Managed services  are not the “internet,” a source of some confusion about the proper limits of
policy intended for one or the other domains. Managed services such as business access services are specifically exempted from “net neutrality” regulations. In the consumer arena, subscription video or no-incremental-charge “over the air” services also are managed services.

There are clear business model implications. Consumers who watch “free, over the air TV” do not pay the provider for bandwidth consumed to deliver the services. Neither do buyers of linear subscription TV services.

The situation is a bit less clear for  “over the top” services, where there is no charge levied by the app provider, but the customer “pays” for bandwidth only in an indirect sense, for an internet access connection. But one business model “rule” is clear. Consumers do not expect to pay, and have not in the past, paid for bandwidth used to deliver their subscription TV services.

Debate and confusion are likely to grow, as legacy linear video providers increasingly move into on-demand, over-the-top services themselves. Among the reasons for confusion: the same physical facilities and bandwidth can support internet access and managed services alike. That is virtually always the case for single-fiber access (fiber to the home) using one wavelength and time division. In principle, the services could be logically and physically separated using two or more wavelengths on the same fiber.

In fact, it is clear that the existing TV subscription business model would not work at all, in most cases, if consumers had to pay for bandwidth charges in a direct sense. The implied full cost of a video subscription--assuming half of all account bandwidth is consumed when watching subscription entertainment video--could be higher by about half the cost of the whole internet access subscription.

That might range from a minor annoyance to a bit of a problem on a fixed network, where usage caps are generous and per-gigabyte charges are low. The same cannot be said for mobile consumption.

On a fixed network, a $100 video subscription, consumed on demand, would have to cost about $125, assuming a $50 fixed network subscription and use of half that bandwidth directly by the video subscription.

That might not be a model killer; just a key impediment.

Where the model breaks down almost completely is consumption of that same video on mobile networks, where bandwidth costs as much as an order of magnitude (10 times) more than on a fixed network.

If consumption of a mobile gigabyte represents about an hour to three hours of video, depending on resolution, then watching one hour of video could cost nearly $10 to $30. That is unsustainable.

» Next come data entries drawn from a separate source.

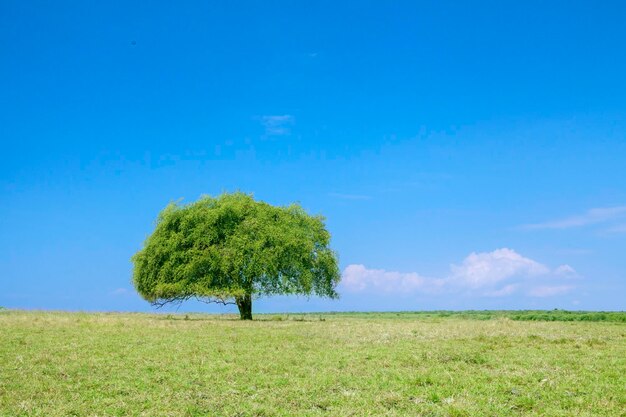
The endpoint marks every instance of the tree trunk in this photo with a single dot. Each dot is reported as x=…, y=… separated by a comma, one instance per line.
x=245, y=306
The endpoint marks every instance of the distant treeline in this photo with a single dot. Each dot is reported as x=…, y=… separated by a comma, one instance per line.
x=518, y=315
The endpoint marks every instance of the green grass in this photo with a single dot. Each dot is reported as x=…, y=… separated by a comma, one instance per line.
x=376, y=364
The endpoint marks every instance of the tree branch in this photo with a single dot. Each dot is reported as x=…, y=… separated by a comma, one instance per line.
x=160, y=303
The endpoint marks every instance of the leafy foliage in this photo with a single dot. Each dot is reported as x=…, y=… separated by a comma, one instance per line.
x=230, y=247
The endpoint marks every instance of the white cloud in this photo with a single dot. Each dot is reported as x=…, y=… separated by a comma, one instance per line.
x=566, y=271
x=277, y=125
x=500, y=273
x=620, y=228
x=350, y=196
x=359, y=278
x=484, y=269
x=548, y=291
x=593, y=216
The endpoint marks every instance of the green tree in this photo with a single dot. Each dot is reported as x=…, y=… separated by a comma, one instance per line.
x=232, y=249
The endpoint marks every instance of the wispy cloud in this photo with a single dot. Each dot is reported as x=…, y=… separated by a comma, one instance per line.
x=277, y=125
x=350, y=196
x=502, y=272
x=592, y=216
x=620, y=228
x=549, y=291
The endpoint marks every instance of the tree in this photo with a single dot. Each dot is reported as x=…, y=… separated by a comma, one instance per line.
x=232, y=249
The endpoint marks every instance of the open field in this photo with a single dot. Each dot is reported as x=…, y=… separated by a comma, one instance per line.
x=428, y=364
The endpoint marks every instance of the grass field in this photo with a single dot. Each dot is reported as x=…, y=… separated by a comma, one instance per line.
x=408, y=364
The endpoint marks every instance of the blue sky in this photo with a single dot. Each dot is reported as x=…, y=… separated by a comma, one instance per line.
x=465, y=156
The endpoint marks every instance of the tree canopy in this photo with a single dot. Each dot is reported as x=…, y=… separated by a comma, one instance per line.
x=230, y=249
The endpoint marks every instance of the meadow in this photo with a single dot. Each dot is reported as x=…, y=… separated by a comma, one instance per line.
x=349, y=364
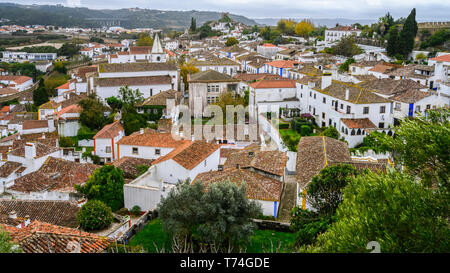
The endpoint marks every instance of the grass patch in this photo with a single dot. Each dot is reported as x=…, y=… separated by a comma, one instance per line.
x=290, y=138
x=153, y=233
x=261, y=239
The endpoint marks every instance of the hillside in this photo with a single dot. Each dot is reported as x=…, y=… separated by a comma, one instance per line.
x=129, y=18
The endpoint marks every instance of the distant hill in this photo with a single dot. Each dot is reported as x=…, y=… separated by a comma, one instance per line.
x=128, y=18
x=329, y=22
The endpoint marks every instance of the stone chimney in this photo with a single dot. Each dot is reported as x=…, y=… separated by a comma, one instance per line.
x=30, y=150
x=161, y=185
x=13, y=214
x=27, y=220
x=326, y=80
x=51, y=125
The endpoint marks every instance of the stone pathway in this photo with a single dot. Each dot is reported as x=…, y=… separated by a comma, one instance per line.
x=288, y=198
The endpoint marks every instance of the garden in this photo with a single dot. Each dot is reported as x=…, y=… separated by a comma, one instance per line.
x=298, y=127
x=153, y=239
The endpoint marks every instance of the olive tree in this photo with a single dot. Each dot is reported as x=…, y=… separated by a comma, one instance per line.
x=391, y=209
x=219, y=215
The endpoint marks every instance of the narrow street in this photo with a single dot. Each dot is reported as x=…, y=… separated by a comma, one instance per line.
x=287, y=199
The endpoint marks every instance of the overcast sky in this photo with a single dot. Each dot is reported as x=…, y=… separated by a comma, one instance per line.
x=435, y=10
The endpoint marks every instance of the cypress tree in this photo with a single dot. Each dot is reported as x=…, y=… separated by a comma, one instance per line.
x=193, y=24
x=392, y=46
x=408, y=34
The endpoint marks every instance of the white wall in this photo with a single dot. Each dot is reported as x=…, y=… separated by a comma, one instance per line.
x=109, y=91
x=145, y=152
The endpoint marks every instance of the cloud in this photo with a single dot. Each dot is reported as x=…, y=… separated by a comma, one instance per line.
x=351, y=9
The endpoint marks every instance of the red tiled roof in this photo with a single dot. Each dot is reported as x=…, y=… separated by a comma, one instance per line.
x=56, y=174
x=258, y=187
x=282, y=63
x=273, y=84
x=190, y=154
x=74, y=108
x=5, y=109
x=152, y=138
x=355, y=123
x=442, y=58
x=34, y=124
x=16, y=79
x=140, y=50
x=40, y=237
x=64, y=86
x=110, y=131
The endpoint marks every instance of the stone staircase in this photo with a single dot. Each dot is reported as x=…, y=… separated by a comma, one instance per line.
x=288, y=197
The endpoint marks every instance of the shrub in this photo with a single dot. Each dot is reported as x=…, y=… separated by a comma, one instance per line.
x=123, y=212
x=66, y=142
x=136, y=210
x=105, y=184
x=283, y=126
x=94, y=215
x=305, y=130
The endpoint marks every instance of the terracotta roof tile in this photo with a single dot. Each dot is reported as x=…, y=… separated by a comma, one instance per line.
x=133, y=81
x=60, y=213
x=151, y=138
x=54, y=175
x=358, y=123
x=258, y=187
x=315, y=153
x=40, y=237
x=442, y=58
x=16, y=79
x=129, y=165
x=273, y=84
x=272, y=162
x=110, y=130
x=190, y=154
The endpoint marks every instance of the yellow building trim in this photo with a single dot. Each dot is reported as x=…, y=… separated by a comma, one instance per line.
x=324, y=151
x=304, y=199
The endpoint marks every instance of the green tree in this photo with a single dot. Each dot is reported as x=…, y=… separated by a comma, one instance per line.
x=94, y=215
x=40, y=95
x=144, y=40
x=325, y=189
x=346, y=65
x=105, y=184
x=331, y=132
x=392, y=46
x=114, y=103
x=129, y=97
x=185, y=70
x=304, y=28
x=347, y=47
x=231, y=41
x=220, y=216
x=6, y=244
x=422, y=145
x=68, y=49
x=408, y=34
x=438, y=38
x=131, y=119
x=66, y=142
x=92, y=113
x=308, y=225
x=193, y=27
x=391, y=209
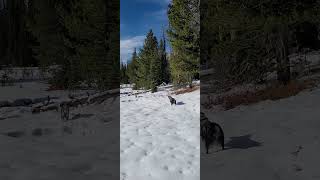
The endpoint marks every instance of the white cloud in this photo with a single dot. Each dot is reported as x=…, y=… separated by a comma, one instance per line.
x=127, y=46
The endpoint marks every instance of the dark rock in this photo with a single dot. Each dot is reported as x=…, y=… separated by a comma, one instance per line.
x=15, y=134
x=22, y=102
x=67, y=129
x=37, y=132
x=4, y=104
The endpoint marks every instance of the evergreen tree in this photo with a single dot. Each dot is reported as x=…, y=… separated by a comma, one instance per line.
x=148, y=63
x=246, y=40
x=184, y=37
x=123, y=74
x=132, y=68
x=165, y=75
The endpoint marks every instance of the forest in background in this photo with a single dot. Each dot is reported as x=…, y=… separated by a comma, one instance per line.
x=246, y=41
x=152, y=65
x=80, y=36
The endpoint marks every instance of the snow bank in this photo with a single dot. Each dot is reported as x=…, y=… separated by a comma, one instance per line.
x=159, y=141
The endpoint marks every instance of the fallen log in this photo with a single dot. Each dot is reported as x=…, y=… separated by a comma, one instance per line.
x=46, y=107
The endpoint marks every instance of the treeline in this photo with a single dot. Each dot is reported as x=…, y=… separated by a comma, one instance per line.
x=80, y=36
x=151, y=66
x=245, y=41
x=15, y=38
x=148, y=68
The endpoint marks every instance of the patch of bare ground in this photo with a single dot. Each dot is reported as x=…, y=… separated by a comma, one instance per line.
x=272, y=92
x=186, y=90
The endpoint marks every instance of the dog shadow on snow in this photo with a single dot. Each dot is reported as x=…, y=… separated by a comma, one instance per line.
x=242, y=142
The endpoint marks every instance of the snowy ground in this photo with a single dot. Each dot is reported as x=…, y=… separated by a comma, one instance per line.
x=159, y=141
x=269, y=140
x=86, y=147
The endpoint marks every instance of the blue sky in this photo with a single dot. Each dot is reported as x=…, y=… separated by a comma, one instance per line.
x=137, y=17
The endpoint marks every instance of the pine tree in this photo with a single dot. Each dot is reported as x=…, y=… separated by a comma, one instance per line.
x=165, y=75
x=184, y=37
x=148, y=63
x=123, y=74
x=91, y=35
x=132, y=68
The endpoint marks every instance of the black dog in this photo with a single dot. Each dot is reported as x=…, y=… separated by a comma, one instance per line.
x=172, y=100
x=211, y=132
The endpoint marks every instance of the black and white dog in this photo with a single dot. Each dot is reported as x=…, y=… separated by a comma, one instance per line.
x=172, y=100
x=211, y=133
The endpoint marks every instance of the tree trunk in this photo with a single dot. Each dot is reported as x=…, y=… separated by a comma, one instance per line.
x=283, y=70
x=17, y=34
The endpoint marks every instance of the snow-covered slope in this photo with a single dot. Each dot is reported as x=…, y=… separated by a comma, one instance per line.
x=270, y=140
x=159, y=141
x=41, y=146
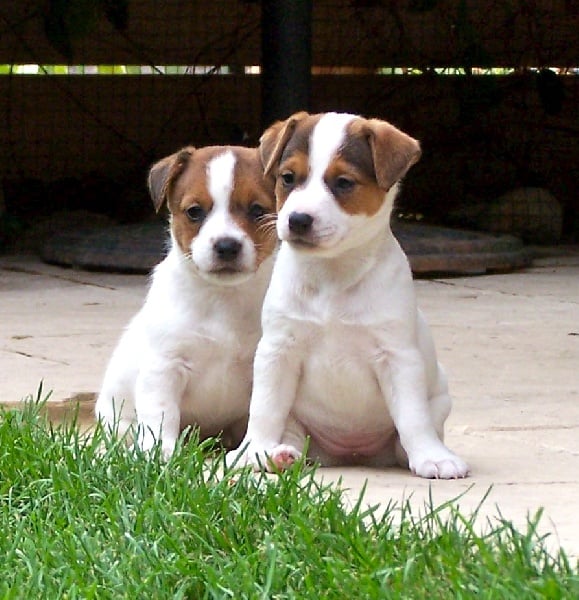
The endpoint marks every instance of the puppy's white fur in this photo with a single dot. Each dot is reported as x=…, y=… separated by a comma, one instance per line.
x=186, y=357
x=346, y=358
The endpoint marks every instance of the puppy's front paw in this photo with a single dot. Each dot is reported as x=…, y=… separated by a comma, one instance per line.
x=444, y=465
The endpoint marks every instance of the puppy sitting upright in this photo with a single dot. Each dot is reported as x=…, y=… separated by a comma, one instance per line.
x=345, y=357
x=186, y=357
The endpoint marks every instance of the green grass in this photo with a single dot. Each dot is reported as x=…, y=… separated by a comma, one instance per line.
x=86, y=517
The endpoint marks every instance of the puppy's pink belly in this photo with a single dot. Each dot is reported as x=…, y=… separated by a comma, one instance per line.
x=351, y=444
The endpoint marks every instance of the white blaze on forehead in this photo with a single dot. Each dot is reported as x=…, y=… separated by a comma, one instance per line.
x=327, y=137
x=220, y=180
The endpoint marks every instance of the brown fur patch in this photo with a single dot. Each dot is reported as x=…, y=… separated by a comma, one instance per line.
x=393, y=151
x=364, y=197
x=188, y=187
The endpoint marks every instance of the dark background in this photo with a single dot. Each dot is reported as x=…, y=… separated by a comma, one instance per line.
x=86, y=141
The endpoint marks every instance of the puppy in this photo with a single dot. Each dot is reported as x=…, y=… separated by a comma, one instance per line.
x=345, y=357
x=186, y=357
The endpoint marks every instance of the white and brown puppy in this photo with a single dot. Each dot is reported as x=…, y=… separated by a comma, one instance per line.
x=186, y=357
x=346, y=357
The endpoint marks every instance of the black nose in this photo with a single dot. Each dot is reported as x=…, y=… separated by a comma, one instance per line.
x=227, y=249
x=300, y=222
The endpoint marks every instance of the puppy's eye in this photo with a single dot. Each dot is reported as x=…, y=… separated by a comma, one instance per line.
x=288, y=178
x=344, y=184
x=256, y=211
x=195, y=213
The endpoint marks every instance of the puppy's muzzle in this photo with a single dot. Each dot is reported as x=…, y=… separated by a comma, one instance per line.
x=227, y=249
x=300, y=223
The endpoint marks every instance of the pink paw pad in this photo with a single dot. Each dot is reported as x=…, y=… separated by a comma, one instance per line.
x=283, y=457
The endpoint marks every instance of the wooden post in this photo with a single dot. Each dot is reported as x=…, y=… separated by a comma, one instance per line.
x=286, y=58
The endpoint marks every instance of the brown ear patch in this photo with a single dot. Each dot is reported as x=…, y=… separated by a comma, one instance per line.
x=393, y=151
x=164, y=173
x=275, y=138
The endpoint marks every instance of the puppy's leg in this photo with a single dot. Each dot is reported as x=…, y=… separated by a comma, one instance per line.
x=291, y=448
x=275, y=379
x=157, y=402
x=404, y=385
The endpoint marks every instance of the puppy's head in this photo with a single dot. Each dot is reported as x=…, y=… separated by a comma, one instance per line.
x=222, y=209
x=336, y=177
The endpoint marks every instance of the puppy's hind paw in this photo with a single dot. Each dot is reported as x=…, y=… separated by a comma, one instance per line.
x=447, y=468
x=282, y=457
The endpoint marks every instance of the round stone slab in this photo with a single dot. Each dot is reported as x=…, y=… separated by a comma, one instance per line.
x=430, y=249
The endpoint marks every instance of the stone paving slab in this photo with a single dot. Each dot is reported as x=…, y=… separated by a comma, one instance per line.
x=509, y=342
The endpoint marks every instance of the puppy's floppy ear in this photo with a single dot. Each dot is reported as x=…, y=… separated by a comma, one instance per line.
x=393, y=152
x=165, y=172
x=274, y=140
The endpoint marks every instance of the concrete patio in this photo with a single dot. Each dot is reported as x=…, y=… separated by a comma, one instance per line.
x=510, y=344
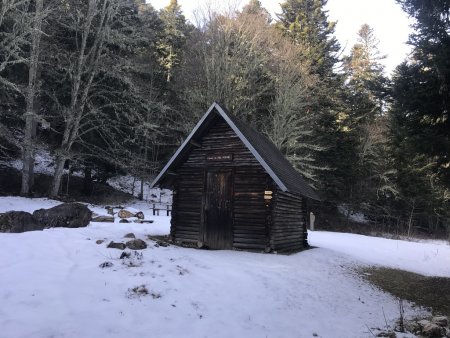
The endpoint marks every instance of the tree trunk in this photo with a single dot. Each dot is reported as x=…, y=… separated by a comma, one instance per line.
x=30, y=115
x=87, y=181
x=410, y=217
x=56, y=182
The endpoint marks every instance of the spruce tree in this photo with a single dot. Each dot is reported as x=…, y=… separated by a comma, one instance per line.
x=306, y=22
x=173, y=37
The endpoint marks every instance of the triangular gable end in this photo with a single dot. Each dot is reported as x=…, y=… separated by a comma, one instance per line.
x=215, y=107
x=218, y=108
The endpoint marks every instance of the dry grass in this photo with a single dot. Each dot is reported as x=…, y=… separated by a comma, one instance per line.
x=430, y=292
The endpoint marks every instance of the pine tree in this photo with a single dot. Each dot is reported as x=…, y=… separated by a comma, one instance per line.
x=420, y=123
x=173, y=37
x=306, y=22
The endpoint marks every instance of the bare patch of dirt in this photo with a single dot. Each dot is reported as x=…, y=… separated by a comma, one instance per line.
x=430, y=292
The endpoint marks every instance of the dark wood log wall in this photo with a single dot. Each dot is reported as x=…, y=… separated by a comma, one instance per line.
x=289, y=222
x=250, y=181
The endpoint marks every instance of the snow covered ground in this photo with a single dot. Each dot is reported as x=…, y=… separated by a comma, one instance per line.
x=52, y=285
x=430, y=258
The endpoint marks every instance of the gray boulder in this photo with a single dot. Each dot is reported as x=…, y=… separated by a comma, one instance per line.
x=19, y=221
x=115, y=245
x=136, y=244
x=66, y=215
x=433, y=330
x=440, y=320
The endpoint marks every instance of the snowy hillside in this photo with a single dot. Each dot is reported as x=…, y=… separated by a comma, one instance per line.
x=52, y=285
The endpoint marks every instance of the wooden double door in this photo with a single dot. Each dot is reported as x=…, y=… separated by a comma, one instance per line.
x=218, y=206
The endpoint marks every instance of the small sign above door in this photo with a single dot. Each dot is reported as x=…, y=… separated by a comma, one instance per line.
x=222, y=157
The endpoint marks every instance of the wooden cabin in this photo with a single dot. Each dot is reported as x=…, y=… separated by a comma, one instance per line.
x=233, y=189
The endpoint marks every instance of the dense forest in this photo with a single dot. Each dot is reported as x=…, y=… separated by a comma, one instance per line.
x=113, y=86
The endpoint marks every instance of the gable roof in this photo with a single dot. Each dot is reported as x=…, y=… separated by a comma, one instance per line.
x=267, y=154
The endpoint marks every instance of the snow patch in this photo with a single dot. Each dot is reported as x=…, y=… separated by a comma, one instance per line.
x=53, y=284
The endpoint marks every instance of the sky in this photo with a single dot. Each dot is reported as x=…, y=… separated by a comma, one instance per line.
x=391, y=25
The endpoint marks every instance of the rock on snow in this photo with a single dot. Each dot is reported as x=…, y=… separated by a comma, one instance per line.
x=52, y=285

If you want to know why some mobile video service providers consider  “zero rating”  so important, that is  why: if data consumption charges are required, the entertainment video model collapses.

There are lots of other ways the business model is affected. Bundling policies and access rights, for example, affect the business model, as when access providers require the purchase of one service to use a feature.

Comcast, for example, has released a beta version of the Xfinity TV app for Roku, allowing Xfinity TV customers the ability to watch their TV content on a Roku box. That fundamental principle--granting access to the streaming product when a customer has a linear product account, is fundamental for Comcast: a clear way to protect the legacy product while creating the new product.

Among the implications: access to the streaming product is a feature of the managed service subscription. Think of that as a strategy akin to adding steam engines to a sailing ship, a hybrid stage in the evolution from sail to steam.